I say “needed” because, by the time I arrived in Los Angeles on 7 September 2001, he was supposed to be dead. In his suite in a luxury hotel in Westwood (where they filmed scenes for Pretty Woman by the outdoor pool) Steve lay on a huge bed refusing to die, surrounded by ex-girlfriends, acquaintances, people from 18 to 60. This motley group (and a dog) were the support network, stroking Steve with wet towels, and holding him down when he tried to run for the exit. This gang were past crying. We were watching an epic battle, between a man who refusing to die and a body which was switching off.
I loathe cancer – it has taken so many of my dearest friends. It is like a form of physical terrorism – relentless, silent, never leaving when you think it has given up its plan to invade your body, but returning in a new and more insidious guise, removing all your dignity in the process. When my friend Lucy was dying, dosed to the eyebrows on morphine, I dressed her in Chanel, put on her best jewellery, full make-up and bright red lipstick. She wanted to go to a bar for a bloody mary. We got as far as the hospital lift before her husband stopped us. I never forgave him.

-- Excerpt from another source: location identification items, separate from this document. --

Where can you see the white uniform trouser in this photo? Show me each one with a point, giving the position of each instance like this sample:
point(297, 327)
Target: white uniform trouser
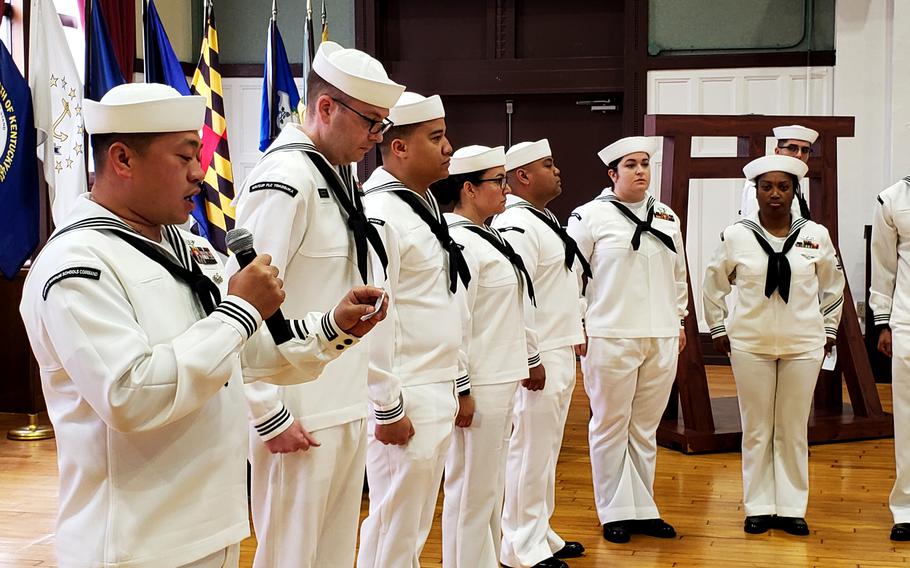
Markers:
point(225, 558)
point(306, 504)
point(475, 480)
point(900, 390)
point(404, 480)
point(775, 397)
point(628, 382)
point(539, 419)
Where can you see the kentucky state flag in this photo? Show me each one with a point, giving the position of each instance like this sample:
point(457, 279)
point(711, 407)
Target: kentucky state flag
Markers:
point(279, 92)
point(18, 169)
point(57, 102)
point(161, 63)
point(103, 70)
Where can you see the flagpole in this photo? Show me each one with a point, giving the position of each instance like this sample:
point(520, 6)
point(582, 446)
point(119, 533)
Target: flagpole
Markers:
point(89, 7)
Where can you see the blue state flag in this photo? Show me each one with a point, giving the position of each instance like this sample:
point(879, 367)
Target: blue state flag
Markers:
point(161, 64)
point(279, 92)
point(19, 217)
point(103, 70)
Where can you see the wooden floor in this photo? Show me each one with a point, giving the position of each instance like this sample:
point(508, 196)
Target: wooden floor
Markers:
point(700, 495)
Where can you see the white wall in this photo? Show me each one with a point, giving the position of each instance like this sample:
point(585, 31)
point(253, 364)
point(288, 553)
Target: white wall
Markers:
point(714, 204)
point(872, 83)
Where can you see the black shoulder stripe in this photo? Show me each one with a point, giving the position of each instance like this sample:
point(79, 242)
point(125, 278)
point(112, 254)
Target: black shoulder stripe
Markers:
point(283, 187)
point(74, 272)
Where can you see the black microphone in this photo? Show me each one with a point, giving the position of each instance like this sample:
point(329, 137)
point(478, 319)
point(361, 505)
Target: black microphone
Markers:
point(240, 242)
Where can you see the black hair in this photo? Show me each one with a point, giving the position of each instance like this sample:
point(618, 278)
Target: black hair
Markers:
point(794, 179)
point(396, 132)
point(101, 143)
point(448, 190)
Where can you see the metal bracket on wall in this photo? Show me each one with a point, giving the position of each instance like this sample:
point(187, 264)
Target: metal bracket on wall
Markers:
point(602, 105)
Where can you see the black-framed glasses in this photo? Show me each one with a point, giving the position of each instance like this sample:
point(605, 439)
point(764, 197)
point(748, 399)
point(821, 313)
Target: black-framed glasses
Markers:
point(376, 126)
point(501, 181)
point(807, 150)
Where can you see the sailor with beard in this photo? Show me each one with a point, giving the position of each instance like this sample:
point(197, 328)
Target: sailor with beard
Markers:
point(636, 303)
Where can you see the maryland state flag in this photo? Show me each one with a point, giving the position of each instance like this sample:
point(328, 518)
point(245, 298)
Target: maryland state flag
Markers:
point(214, 213)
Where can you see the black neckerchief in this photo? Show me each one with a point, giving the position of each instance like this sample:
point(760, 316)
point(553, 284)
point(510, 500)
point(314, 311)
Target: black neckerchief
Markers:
point(458, 268)
point(184, 268)
point(504, 248)
point(350, 201)
point(642, 226)
point(778, 275)
point(571, 247)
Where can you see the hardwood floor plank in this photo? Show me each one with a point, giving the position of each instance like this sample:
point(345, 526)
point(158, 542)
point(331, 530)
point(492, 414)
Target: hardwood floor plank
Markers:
point(701, 495)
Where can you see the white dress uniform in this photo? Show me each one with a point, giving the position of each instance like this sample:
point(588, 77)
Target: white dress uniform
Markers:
point(636, 303)
point(889, 298)
point(308, 215)
point(414, 367)
point(777, 349)
point(140, 363)
point(749, 204)
point(499, 351)
point(144, 392)
point(295, 216)
point(540, 416)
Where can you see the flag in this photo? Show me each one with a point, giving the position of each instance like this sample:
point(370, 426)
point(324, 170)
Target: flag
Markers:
point(103, 70)
point(214, 213)
point(19, 217)
point(279, 92)
point(161, 64)
point(57, 102)
point(325, 23)
point(309, 51)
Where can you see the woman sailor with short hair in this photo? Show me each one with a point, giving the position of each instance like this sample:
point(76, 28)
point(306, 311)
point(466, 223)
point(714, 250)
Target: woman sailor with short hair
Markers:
point(637, 300)
point(499, 352)
point(790, 295)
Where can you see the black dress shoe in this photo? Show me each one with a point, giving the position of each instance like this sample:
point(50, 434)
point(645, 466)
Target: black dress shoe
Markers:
point(571, 549)
point(551, 562)
point(792, 525)
point(617, 531)
point(658, 528)
point(900, 531)
point(757, 524)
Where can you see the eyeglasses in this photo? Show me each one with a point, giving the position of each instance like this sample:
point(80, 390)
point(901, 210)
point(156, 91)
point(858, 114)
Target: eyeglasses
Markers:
point(501, 181)
point(376, 126)
point(793, 148)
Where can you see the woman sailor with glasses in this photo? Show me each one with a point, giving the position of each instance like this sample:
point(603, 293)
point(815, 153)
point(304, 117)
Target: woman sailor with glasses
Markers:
point(499, 353)
point(788, 305)
point(795, 141)
point(636, 300)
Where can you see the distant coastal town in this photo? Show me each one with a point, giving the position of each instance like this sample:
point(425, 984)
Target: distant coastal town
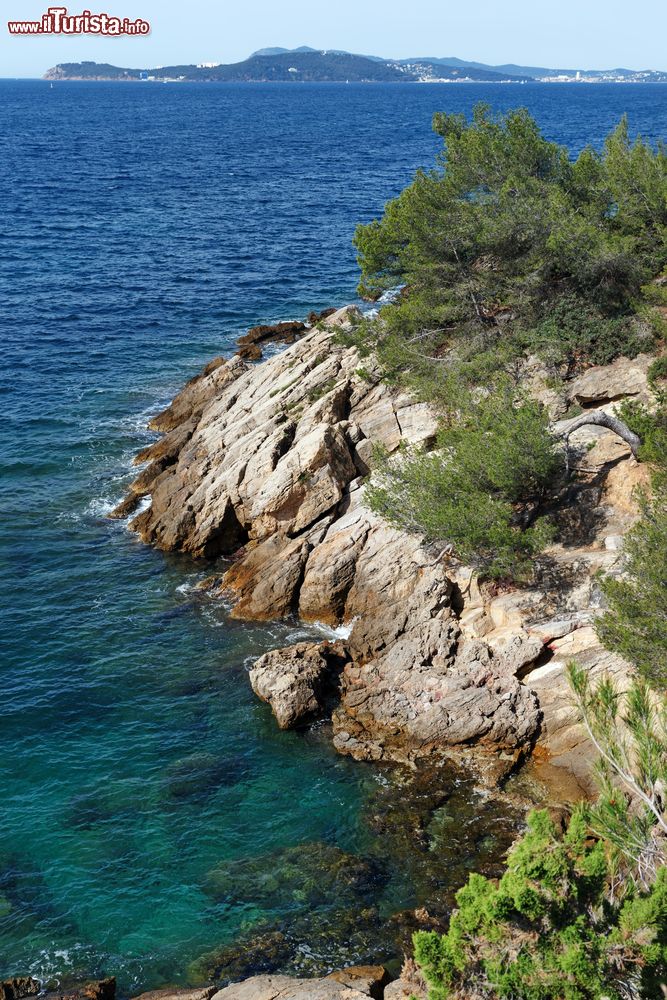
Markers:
point(306, 65)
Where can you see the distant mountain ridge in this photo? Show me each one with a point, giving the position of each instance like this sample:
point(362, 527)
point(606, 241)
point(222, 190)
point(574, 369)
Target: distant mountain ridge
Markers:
point(308, 65)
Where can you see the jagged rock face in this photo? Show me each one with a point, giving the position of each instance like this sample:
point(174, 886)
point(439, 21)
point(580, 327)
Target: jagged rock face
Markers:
point(268, 462)
point(286, 988)
point(270, 459)
point(298, 681)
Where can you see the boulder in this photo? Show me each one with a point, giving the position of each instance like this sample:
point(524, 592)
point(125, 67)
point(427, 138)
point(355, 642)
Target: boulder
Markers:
point(606, 383)
point(298, 681)
point(200, 993)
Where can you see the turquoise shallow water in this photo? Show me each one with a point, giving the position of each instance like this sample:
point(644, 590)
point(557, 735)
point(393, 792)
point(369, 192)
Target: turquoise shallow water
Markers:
point(143, 228)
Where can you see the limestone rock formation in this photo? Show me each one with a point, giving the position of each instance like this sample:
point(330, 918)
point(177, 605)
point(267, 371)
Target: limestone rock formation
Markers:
point(349, 984)
point(297, 681)
point(266, 465)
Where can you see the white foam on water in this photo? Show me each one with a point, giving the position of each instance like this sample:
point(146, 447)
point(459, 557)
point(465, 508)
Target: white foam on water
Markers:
point(339, 632)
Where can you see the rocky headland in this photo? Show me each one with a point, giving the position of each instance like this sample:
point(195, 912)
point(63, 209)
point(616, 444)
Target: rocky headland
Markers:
point(262, 467)
point(265, 465)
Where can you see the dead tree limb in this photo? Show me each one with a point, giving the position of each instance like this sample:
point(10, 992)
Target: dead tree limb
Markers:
point(600, 419)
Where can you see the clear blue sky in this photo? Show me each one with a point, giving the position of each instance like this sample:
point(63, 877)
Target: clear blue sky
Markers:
point(594, 34)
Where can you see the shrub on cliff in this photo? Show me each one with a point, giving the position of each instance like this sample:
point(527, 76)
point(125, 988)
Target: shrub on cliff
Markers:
point(480, 489)
point(509, 245)
point(551, 928)
point(630, 734)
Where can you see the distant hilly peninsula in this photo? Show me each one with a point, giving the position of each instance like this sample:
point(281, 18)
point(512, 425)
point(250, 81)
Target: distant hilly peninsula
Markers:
point(306, 65)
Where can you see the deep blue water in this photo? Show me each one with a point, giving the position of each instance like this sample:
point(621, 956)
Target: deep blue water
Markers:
point(143, 227)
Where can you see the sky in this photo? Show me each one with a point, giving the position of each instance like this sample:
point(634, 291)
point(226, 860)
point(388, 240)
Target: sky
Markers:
point(590, 34)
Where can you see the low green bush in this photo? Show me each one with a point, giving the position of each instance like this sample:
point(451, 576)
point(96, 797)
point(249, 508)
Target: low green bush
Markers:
point(550, 929)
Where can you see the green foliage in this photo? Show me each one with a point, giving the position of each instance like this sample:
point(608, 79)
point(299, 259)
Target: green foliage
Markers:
point(508, 244)
point(480, 488)
point(630, 734)
point(548, 930)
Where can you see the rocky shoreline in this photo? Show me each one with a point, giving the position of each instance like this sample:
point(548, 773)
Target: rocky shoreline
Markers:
point(263, 465)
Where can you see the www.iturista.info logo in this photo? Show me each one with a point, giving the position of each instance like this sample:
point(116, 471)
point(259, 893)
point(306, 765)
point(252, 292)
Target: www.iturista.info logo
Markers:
point(57, 21)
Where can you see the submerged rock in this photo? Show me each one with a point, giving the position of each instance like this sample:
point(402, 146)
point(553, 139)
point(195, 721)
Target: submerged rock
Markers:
point(285, 988)
point(309, 874)
point(268, 463)
point(201, 774)
point(18, 987)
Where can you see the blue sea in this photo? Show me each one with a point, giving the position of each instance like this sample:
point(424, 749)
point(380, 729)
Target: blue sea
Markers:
point(144, 227)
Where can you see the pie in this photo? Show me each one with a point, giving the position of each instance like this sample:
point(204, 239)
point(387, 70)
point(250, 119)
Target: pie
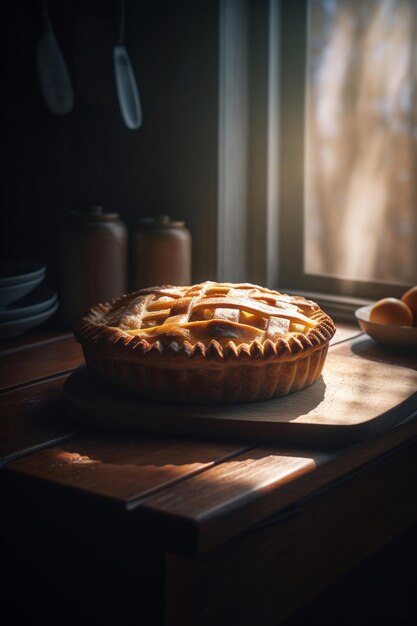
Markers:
point(206, 343)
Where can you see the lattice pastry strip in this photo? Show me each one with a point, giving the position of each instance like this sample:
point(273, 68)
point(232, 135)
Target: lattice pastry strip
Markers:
point(206, 343)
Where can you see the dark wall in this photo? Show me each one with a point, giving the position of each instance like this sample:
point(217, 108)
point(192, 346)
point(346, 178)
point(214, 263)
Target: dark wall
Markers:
point(51, 164)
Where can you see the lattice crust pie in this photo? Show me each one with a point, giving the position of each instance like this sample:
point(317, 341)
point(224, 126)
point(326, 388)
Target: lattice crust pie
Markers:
point(206, 343)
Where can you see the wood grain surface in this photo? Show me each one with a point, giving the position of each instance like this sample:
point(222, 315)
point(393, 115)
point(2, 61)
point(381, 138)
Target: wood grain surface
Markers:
point(32, 417)
point(123, 467)
point(36, 362)
point(353, 400)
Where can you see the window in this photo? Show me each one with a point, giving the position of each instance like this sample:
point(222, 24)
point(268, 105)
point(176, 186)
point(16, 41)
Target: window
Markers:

I don’t fear death. But death by cancer is so cruel. Steve spent his whole life at the centre of the party, issuing orders and having fun. And that’s how I wanted him to die. I didn’t want to see someone just slipping away. I wanted to say goodbye sitting alongside him on the bed ranting (albeit unintelligibly), watching TV and planning more boat trips, more parties, more tours to set up and more records to promote.
We had our social club, “Desperate and Dateless”, which met for dinner and clubbing. I was between husbands; my friend Sharon was never going to find “Mr Perfect” and the final member, Mark, had just come to work in the UK. Steve orchestrated weekends, one of which ended up in a disco in a village hall in County Cork. He invented the world’s most lethal cocktail, doctor death, a mixture of Stoli on the rocks with apple schnapps. Three of those and you were ready for anything.
In September 2001, “Desperate and Dateless” came to say goodbye to Steve. Two of us were still not married. But what times we had together.
On the day three planes hit the Pentagon and the World Trade Centre, Steve would enter a new, highly active verbose phase of dying, refusing to sit still, attempting to get out of bed and get dressed in order to fly to Nice, get his boat and sail to Antibes. I told him all the airports were closed and the phone lines were down and – not surprisingly – he didn't believe me.
Steve was on another journey, not one he chose. The events of the last few days were surreal enough without morphine impacting on your perception.
To most young Americans back then, war was something you went somewhere else to do. On 11 September 2001 it arrived at the very centre of their everyday world. The sense of shock was profound. Their lives (and ours) would never be the same again.
The day before I arrived, Steve was sitting up in bed when an earthquake (four on the Richter scale) shook the whole building. It seemed to be an omen. Looking back, I can see that his journey towards death was as eventful as his life, with comedy and tragedy all mixed up.
Party on, baby, as they say. Keep talking or face the consequences.